The World Movement of Christian Workers (Mouvement Mondial des Travailleurs Chrétiens) is the Catholic Church's officially recognized association for Catholic workingmen and women. It is a member organization of Vatican's Conference of International Catholic Organizations. The World Movement of Christian Workers (WMCW/MMTC) does not have individual members but is a federation of various national movements. The organization in the United States is the Catholic Labor Network. In the UK, it is the Movement of Christian Workers.

WMCW/MMTC activities are educational and evangelistic. The Movement bases its commitment on faith in Jesus Christ, the Gospel and the social teaching of the Catholic Church. It is committed to working together with others - regardless of race, culture or creed - to improve their living conditions and build up a society without exclusions. The approach used by the Movement is based on the method developed by Joseph Cardijn to "see-judge-act".
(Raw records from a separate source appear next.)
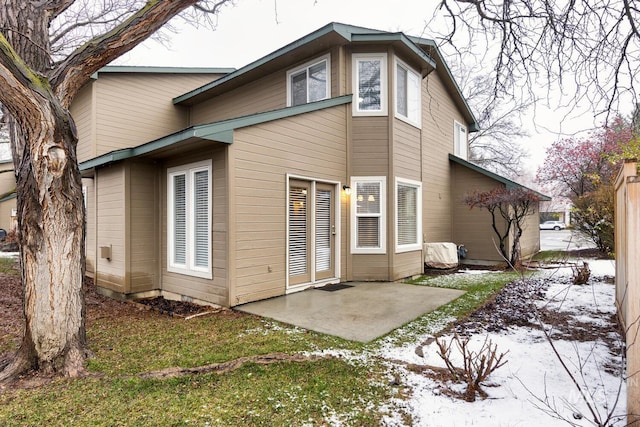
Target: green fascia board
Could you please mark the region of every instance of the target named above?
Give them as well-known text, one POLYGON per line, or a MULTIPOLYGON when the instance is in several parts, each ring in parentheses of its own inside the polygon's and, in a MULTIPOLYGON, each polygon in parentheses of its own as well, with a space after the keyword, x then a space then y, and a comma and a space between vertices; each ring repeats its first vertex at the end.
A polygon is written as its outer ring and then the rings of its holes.
POLYGON ((250 116, 243 116, 219 122, 191 126, 187 129, 172 133, 170 135, 147 142, 137 147, 112 151, 107 154, 103 154, 102 156, 87 160, 80 163, 80 170, 85 171, 97 166, 105 165, 107 163, 113 163, 120 160, 141 156, 143 154, 148 154, 153 151, 169 147, 173 144, 186 141, 190 138, 206 139, 209 141, 232 144, 233 131, 235 129, 297 116, 304 113, 310 113, 325 108, 336 107, 338 105, 349 104, 352 99, 352 95, 344 95, 337 98, 330 98, 322 101, 311 102, 308 104, 296 105, 295 107, 281 108, 279 110, 266 111, 262 113, 252 114, 250 116))
MULTIPOLYGON (((194 96, 199 95, 199 94, 201 94, 203 92, 206 92, 206 91, 208 91, 208 90, 210 90, 210 89, 212 89, 212 88, 214 88, 216 86, 219 86, 219 85, 221 85, 221 84, 223 84, 223 83, 225 83, 225 82, 227 82, 227 81, 229 81, 231 79, 234 79, 234 78, 236 78, 238 76, 241 76, 241 75, 243 75, 243 74, 245 74, 245 73, 247 73, 249 71, 252 71, 252 70, 254 70, 256 68, 259 68, 262 65, 264 65, 264 64, 266 64, 266 63, 268 63, 270 61, 273 61, 276 58, 284 56, 287 53, 293 51, 294 49, 297 49, 300 46, 304 46, 305 44, 308 44, 308 43, 312 42, 313 40, 316 40, 316 39, 318 39, 318 38, 320 38, 320 37, 322 37, 322 36, 324 36, 326 34, 329 34, 332 31, 335 31, 335 29, 334 29, 335 25, 336 24, 334 24, 334 23, 325 25, 324 27, 320 28, 319 30, 316 30, 311 34, 308 34, 308 35, 302 37, 301 39, 298 39, 298 40, 296 40, 296 41, 294 41, 292 43, 289 43, 288 45, 286 45, 286 46, 284 46, 284 47, 282 47, 282 48, 280 48, 280 49, 268 54, 267 56, 263 56, 262 58, 258 59, 257 61, 254 61, 254 62, 252 62, 252 63, 250 63, 248 65, 245 65, 244 67, 240 68, 239 70, 236 70, 233 73, 227 74, 226 76, 221 77, 221 78, 219 78, 217 80, 214 80, 211 83, 208 83, 208 84, 206 84, 204 86, 201 86, 201 87, 199 87, 197 89, 194 89, 194 90, 192 90, 190 92, 187 92, 187 93, 185 93, 183 95, 180 95, 180 96, 178 96, 176 98, 173 98, 173 103, 174 104, 180 104, 183 101, 186 101, 186 100, 188 100, 190 98, 193 98, 194 96)), ((348 33, 345 32, 344 30, 343 31, 336 31, 336 32, 338 34, 342 35, 343 37, 348 35, 348 33)), ((345 37, 345 38, 347 40, 349 40, 349 38, 347 38, 347 37, 345 37)))
POLYGON ((523 188, 525 190, 529 190, 529 191, 532 191, 533 193, 535 193, 538 197, 540 197, 540 200, 542 200, 542 201, 548 202, 548 201, 551 200, 551 197, 549 197, 549 196, 546 196, 546 195, 544 195, 542 193, 539 193, 539 192, 537 192, 535 190, 532 190, 531 188, 526 187, 526 186, 524 186, 522 184, 518 184, 517 182, 512 181, 509 178, 505 178, 502 175, 498 175, 495 172, 491 172, 490 170, 487 170, 487 169, 485 169, 483 167, 480 167, 480 166, 476 165, 475 163, 471 163, 471 162, 469 162, 467 160, 464 160, 464 159, 462 159, 462 158, 460 158, 458 156, 455 156, 453 154, 449 154, 449 160, 451 160, 452 162, 457 163, 457 164, 459 164, 461 166, 464 166, 466 168, 474 170, 474 171, 476 171, 476 172, 478 172, 478 173, 480 173, 480 174, 482 174, 484 176, 487 176, 487 177, 489 177, 489 178, 491 178, 491 179, 493 179, 495 181, 498 181, 498 182, 504 184, 507 187, 507 189, 523 188))
POLYGON ((0 195, 0 203, 2 202, 6 202, 7 200, 11 200, 11 199, 15 199, 16 198, 16 190, 12 190, 8 193, 5 194, 1 194, 0 195))
POLYGON ((135 65, 107 65, 91 75, 97 79, 100 73, 156 73, 156 74, 229 74, 236 71, 229 67, 149 67, 135 65))
POLYGON ((293 51, 294 49, 299 48, 300 46, 304 46, 322 36, 325 36, 331 32, 335 32, 336 34, 340 35, 345 41, 347 42, 352 42, 352 41, 394 41, 394 40, 400 40, 403 43, 405 43, 410 49, 412 49, 416 54, 418 54, 423 60, 425 60, 427 63, 429 63, 430 65, 432 65, 433 67, 435 67, 435 61, 433 61, 433 59, 431 57, 429 57, 429 55, 427 55, 424 51, 420 50, 420 48, 418 46, 416 46, 411 38, 407 37, 406 35, 402 34, 402 33, 388 33, 388 32, 384 32, 384 31, 380 31, 380 30, 374 30, 371 28, 364 28, 364 27, 357 27, 357 26, 353 26, 353 25, 347 25, 347 24, 341 24, 338 22, 332 22, 330 24, 325 25, 324 27, 302 37, 301 39, 298 39, 270 54, 268 54, 267 56, 264 56, 260 59, 258 59, 257 61, 254 61, 242 68, 240 68, 239 70, 227 74, 224 77, 219 78, 218 80, 215 80, 211 83, 208 83, 204 86, 201 86, 197 89, 194 89, 190 92, 187 92, 183 95, 180 95, 176 98, 173 98, 173 103, 174 104, 180 104, 181 102, 187 101, 191 98, 193 98, 194 96, 197 96, 201 93, 204 93, 216 86, 219 86, 221 84, 224 84, 225 82, 235 79, 249 71, 255 70, 258 67, 261 67, 262 65, 273 61, 276 58, 279 58, 281 56, 286 55, 287 53, 293 51))
POLYGON ((420 49, 409 37, 403 33, 377 33, 377 34, 354 34, 352 37, 354 42, 390 42, 399 41, 407 46, 416 56, 429 64, 432 68, 436 68, 436 61, 433 60, 425 51, 420 49))
POLYGON ((410 36, 409 39, 411 39, 411 41, 413 41, 417 45, 429 46, 429 47, 432 47, 436 51, 436 53, 438 54, 438 56, 441 59, 442 65, 444 66, 444 70, 447 73, 447 76, 448 76, 449 80, 451 80, 451 82, 453 83, 454 87, 456 88, 456 91, 458 92, 458 95, 460 96, 460 99, 462 99, 462 102, 464 103, 464 106, 467 109, 467 112, 469 113, 469 115, 473 119, 473 122, 469 124, 469 132, 478 132, 480 130, 480 127, 478 126, 478 119, 476 119, 475 114, 473 114, 473 110, 471 110, 471 107, 467 103, 467 99, 465 98, 464 94, 462 93, 462 90, 460 89, 460 86, 458 86, 458 82, 456 81, 455 77, 453 77, 453 74, 451 73, 451 69, 447 65, 447 62, 444 60, 444 56, 442 56, 442 52, 440 52, 440 48, 438 47, 436 42, 434 40, 425 39, 425 38, 422 38, 422 37, 412 37, 412 36, 410 36))

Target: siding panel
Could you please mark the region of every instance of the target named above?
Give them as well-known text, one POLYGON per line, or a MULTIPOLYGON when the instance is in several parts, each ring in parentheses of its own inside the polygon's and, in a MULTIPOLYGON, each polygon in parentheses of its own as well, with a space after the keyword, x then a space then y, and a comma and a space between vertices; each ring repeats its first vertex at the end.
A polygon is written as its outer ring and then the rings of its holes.
MULTIPOLYGON (((236 131, 231 305, 285 293, 287 174, 346 182, 345 114, 339 106, 236 131)), ((343 198, 342 230, 345 210, 343 198)))

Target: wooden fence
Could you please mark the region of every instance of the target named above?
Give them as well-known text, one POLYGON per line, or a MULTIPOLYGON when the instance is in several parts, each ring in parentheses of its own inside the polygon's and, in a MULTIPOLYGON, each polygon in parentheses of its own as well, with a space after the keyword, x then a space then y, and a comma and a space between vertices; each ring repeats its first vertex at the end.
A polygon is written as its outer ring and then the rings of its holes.
POLYGON ((627 422, 631 424, 640 423, 640 177, 635 161, 623 165, 615 192, 616 305, 626 331, 627 422))

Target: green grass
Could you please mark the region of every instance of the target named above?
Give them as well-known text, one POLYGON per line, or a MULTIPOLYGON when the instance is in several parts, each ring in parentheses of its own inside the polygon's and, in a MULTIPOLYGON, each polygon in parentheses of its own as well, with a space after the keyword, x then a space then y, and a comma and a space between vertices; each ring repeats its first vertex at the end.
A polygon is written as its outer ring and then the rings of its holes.
POLYGON ((147 312, 92 319, 87 324, 95 354, 87 364, 91 376, 0 394, 0 425, 380 425, 385 408, 393 407, 391 397, 399 397, 402 388, 388 385, 389 368, 371 357, 372 351, 436 333, 518 277, 423 276, 413 283, 466 292, 367 345, 232 311, 191 320, 147 312), (248 363, 223 374, 172 379, 140 376, 252 355, 321 350, 347 351, 362 361, 336 357, 248 363))
POLYGON ((12 276, 20 275, 20 271, 16 268, 17 262, 13 257, 0 257, 0 273, 10 274, 12 276))
POLYGON ((385 341, 400 345, 419 339, 425 334, 437 334, 451 321, 469 315, 482 306, 508 283, 518 280, 521 274, 495 272, 483 274, 450 274, 421 276, 409 283, 419 286, 458 289, 465 291, 460 297, 438 309, 426 313, 412 322, 396 329, 385 341))
POLYGON ((284 426, 379 423, 386 386, 370 366, 340 359, 247 365, 173 379, 60 380, 0 395, 0 424, 92 426, 284 426), (374 405, 372 405, 374 403, 374 405))

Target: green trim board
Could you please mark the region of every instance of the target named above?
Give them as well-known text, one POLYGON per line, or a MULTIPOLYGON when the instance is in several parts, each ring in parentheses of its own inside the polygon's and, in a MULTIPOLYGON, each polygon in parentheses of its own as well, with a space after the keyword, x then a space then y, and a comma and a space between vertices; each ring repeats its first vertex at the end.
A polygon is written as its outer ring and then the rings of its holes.
POLYGON ((281 108, 279 110, 266 111, 249 116, 191 126, 137 147, 111 151, 93 159, 84 161, 80 163, 80 170, 86 171, 97 166, 141 156, 194 138, 198 140, 209 140, 224 144, 232 144, 233 131, 235 129, 349 104, 352 99, 353 97, 351 95, 344 95, 337 98, 324 99, 322 101, 297 105, 295 107, 281 108))
POLYGON ((522 184, 518 184, 517 182, 512 181, 509 178, 505 178, 502 175, 498 175, 495 172, 491 172, 490 170, 482 168, 482 167, 480 167, 480 166, 478 166, 478 165, 476 165, 474 163, 471 163, 471 162, 469 162, 467 160, 464 160, 464 159, 462 159, 462 158, 460 158, 458 156, 454 156, 453 154, 449 154, 449 160, 451 160, 452 162, 457 163, 457 164, 459 164, 461 166, 469 168, 469 169, 471 169, 473 171, 476 171, 476 172, 478 172, 478 173, 480 173, 480 174, 482 174, 484 176, 487 176, 487 177, 489 177, 489 178, 491 178, 491 179, 493 179, 495 181, 498 181, 498 182, 504 184, 507 187, 507 189, 523 188, 525 190, 529 190, 529 191, 532 191, 535 194, 537 194, 540 197, 540 200, 542 200, 542 201, 548 202, 548 201, 551 200, 551 197, 549 197, 549 196, 546 196, 546 195, 544 195, 542 193, 539 193, 539 192, 537 192, 535 190, 532 190, 531 188, 526 187, 526 186, 524 186, 522 184))
POLYGON ((7 200, 15 199, 15 198, 16 198, 16 190, 13 190, 13 191, 10 191, 9 193, 0 195, 0 203, 6 202, 7 200))
POLYGON ((412 40, 410 37, 404 35, 403 33, 388 33, 380 30, 373 30, 370 28, 356 27, 353 25, 341 24, 338 22, 332 22, 330 24, 325 25, 324 27, 298 39, 288 45, 254 61, 233 73, 227 74, 226 76, 215 80, 211 83, 208 83, 204 86, 201 86, 195 90, 187 92, 183 95, 180 95, 173 99, 174 104, 181 104, 183 102, 187 102, 195 96, 201 95, 215 87, 225 84, 226 82, 238 78, 249 71, 255 70, 268 62, 271 62, 277 58, 280 58, 293 50, 302 47, 311 43, 314 40, 317 40, 323 36, 326 36, 329 33, 335 33, 340 35, 345 42, 363 42, 363 41, 399 41, 405 44, 409 49, 411 49, 414 53, 416 53, 422 60, 427 62, 432 67, 435 67, 435 61, 424 51, 422 51, 412 40))
POLYGON ((150 73, 150 74, 229 74, 236 71, 230 67, 151 67, 135 65, 107 65, 91 75, 97 79, 100 73, 150 73))

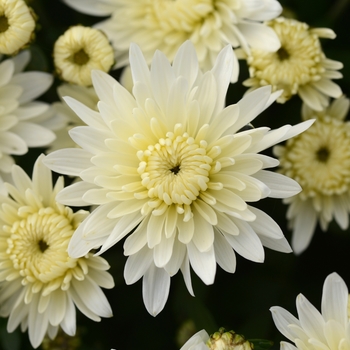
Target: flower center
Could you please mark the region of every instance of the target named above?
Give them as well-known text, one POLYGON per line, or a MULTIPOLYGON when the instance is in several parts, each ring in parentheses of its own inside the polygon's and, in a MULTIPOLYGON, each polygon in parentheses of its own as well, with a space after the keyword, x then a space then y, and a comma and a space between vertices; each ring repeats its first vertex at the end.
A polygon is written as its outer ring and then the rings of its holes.
POLYGON ((23 285, 31 283, 33 292, 44 287, 46 295, 59 287, 68 289, 79 259, 67 253, 74 228, 66 216, 41 208, 5 230, 9 233, 6 253, 23 285))
POLYGON ((288 51, 285 48, 281 47, 277 51, 277 56, 278 56, 280 61, 284 61, 284 60, 289 58, 289 53, 288 53, 288 51))
POLYGON ((9 28, 9 22, 5 15, 0 16, 0 33, 6 32, 6 30, 9 28))
POLYGON ((316 34, 305 23, 277 18, 268 22, 281 41, 277 52, 252 49, 247 58, 251 79, 246 86, 272 85, 283 89, 278 102, 285 102, 298 92, 299 86, 321 79, 324 54, 316 34))
POLYGON ((88 63, 89 59, 90 57, 84 49, 80 49, 73 55, 73 62, 79 66, 83 66, 84 64, 88 63))
MULTIPOLYGON (((167 206, 176 204, 179 213, 183 213, 183 206, 190 205, 208 187, 213 160, 207 156, 207 142, 198 142, 181 130, 182 125, 176 125, 166 138, 137 153, 138 173, 152 208, 165 211, 167 206)), ((158 211, 153 213, 157 215, 158 211)))
POLYGON ((280 158, 282 172, 295 179, 300 196, 342 194, 350 188, 350 124, 319 118, 287 142, 280 158))
POLYGON ((327 147, 321 147, 317 152, 316 152, 316 158, 318 161, 322 163, 327 163, 327 160, 329 159, 330 152, 327 149, 327 147))

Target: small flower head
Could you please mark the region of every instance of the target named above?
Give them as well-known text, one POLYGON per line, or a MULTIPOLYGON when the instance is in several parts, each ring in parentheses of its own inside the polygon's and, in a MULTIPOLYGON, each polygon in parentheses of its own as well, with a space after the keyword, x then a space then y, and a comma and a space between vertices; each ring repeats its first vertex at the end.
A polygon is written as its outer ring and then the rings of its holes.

The world headquarters of the Movement is in Brussels, Belgium. French is the working language of the headquarters.

==History==

Prior to World War II, in many European countries there developed different labor federations for Catholics, Socialists, Communists and liberals. All of these unions were abolished by the Nazi or other far-right regimes in Axis Europe. The Vatican and others believed this division in the labor movement weakened its ability to defeat Nazism and other far-right totalitarian movements. After World War II, the Vatican discouraged re-formation of "Christian trade unions" (i.e. Catholic aligned labor unions) although it was not always successful. As an alternative to Catholic-based unions that negotiated contracts and represented workers to management, Christian worker associations were created as an educational, spiritual and social action movement rather than as a specific labor union. In the 1950s, the Catholic workers’ associations of Austria, Belgium, France, Germany, Switzerland and the Netherlands decided to join forces to create an international structure to encourage exchanges and knowledge between individuals and different situations; to stimulate solidarity between workers’ movements; to foster the spread of Christian workers’ movements in the world; and to develop the apostolate in the labor world. In 1966, to coincide with the 75th anniversary of Rerum Novarum, it was given official recognition by the Holy See.